Al vuoto educativo la migliore risposta è educare alla fede
In punta di spillo, una rubrica di Bruno Fasani
«È dovere permanente della Chiesa scrutare i segni dei tempi e di interpretarli alla luce del Vangelo. Bisogna infatti conoscere, comprendere il mondo in cui viviamo nonché le sue attese, le sue aspirazioni e la sua indole, spesso drammatiche». Era il 7 dicembre 1965, giusto sessant’anni fa, quando la Costituzione pastorale Gaudium et Spes del Concilio Vaticano II consegnava ai cristiani cattolici il compito che li attendeva per gli anni a venire.
Si parlava di indole, attese e aspirazioni “spesso drammatiche” e l’aggettivo oggi ci porta a pensare alla fascia che paga il prezzo più alto del disagio della società occidentale, ossia le nuove generazioni. Ormai non passa giorno nel quale la cronaca non ci racconti il loro disagio, la sofferenza e anche la loro violenza, e quello che non racconta la cronaca lo racconta il silenzio, la preoccupazione e spesso l’angoscia di tante famiglie che sperimentano al loro interno le ferite causate dai loro figli.
Appare evidente la superficialità con cui, recentemente, si è gestito il processo educativo verso i ragazzi.

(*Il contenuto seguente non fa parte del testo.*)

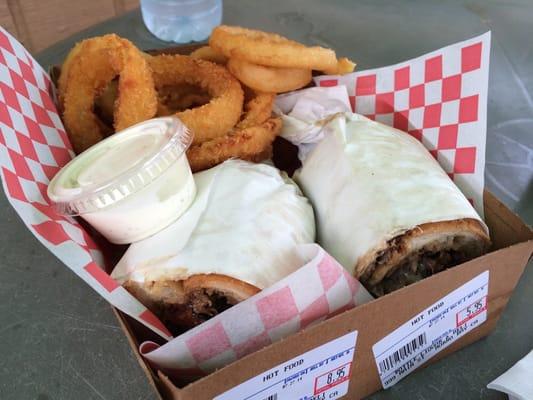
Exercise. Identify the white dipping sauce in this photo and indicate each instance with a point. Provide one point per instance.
(130, 185)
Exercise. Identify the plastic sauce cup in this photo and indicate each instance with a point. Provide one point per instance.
(130, 185)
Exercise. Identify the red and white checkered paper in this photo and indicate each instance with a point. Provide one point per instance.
(439, 98)
(320, 289)
(33, 147)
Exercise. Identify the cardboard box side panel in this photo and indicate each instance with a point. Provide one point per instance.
(505, 227)
(154, 382)
(375, 320)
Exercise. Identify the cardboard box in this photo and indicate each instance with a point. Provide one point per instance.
(512, 248)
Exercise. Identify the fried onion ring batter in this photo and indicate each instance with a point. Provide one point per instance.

A fronte di certo tradizionalismo nostalgico e moralistico che mitizzava il passato, creando i luoghi comuni dei figli tutti buoni e ubbidienti, di una società che funzionava alla perfezione, a cominciare dalla famiglia, dalla scuola e dall’educazione, faceva eco una visione ingenua del mondo dove il nuovo era buono solo perché nuovo, motivo per cui bisognava sposare tutto quello che proponeva la modernità. Restare indietro, o solo fermarsi a riflettere, era giudicato out, un essere fuori dalla storia.
Una storia, la nostra, segnata da due caratteristiche. Prima di tutto la rapidità con cui la scienza e la tecnica impongono i loro cambiamenti a livello planetario, ispirati da un mercato capitalistico che, manovrato dalla finanza, impone cosa acquistare, cosa fare e come pensare (o non pensare). Una grande menzogna che ha fatto credere che tutto quello che serviva per essere felici lo si potesse comprare.
Da qui la seconda conseguenza, ossia il venire meno di un progetto educativo capace di incidere negli spazi dell’animo. Tutto ormai si è ridotto a competenze (conoscere le lingue, saper girare il mondo, usare la moderna tecnologia digitale…) lasciando da parte i contenuti educativi sui quali andare a formare la coscienza delle nuove generazioni. Tutto è diventato metodo, tecnica, omettendo la sostanza. Per dirla con un’immagine non molto poetica, stiamo dotando i giovani di un’ottima carrozzeria, ma li stiamo lasciando senza motore.
Tra le ricchissime provocazioni che ci vengono dalla Parola di Dio, in questi tempi di preludio alla Pasqua, il tema della croce, purtroppo tante volte banalizzato da cattive interpretazioni, è qui a ricordarci che diventare umani è fatica. La croce ne rappresenta il prezzo, ma l’alternativa è restare o diventare disumani. Una categoria di persone di cui faremmo volentieri a meno, senza contare la sofferenza che una persona si porta dentro quando manca la bussola capace di indicare la strada da percorrere.
E se fosse aiutarli a ritrovare la fede il vero miracolo per dare un motore alle nuove generazioni? Indubbiamente una risurrezione a partire già da questa vita.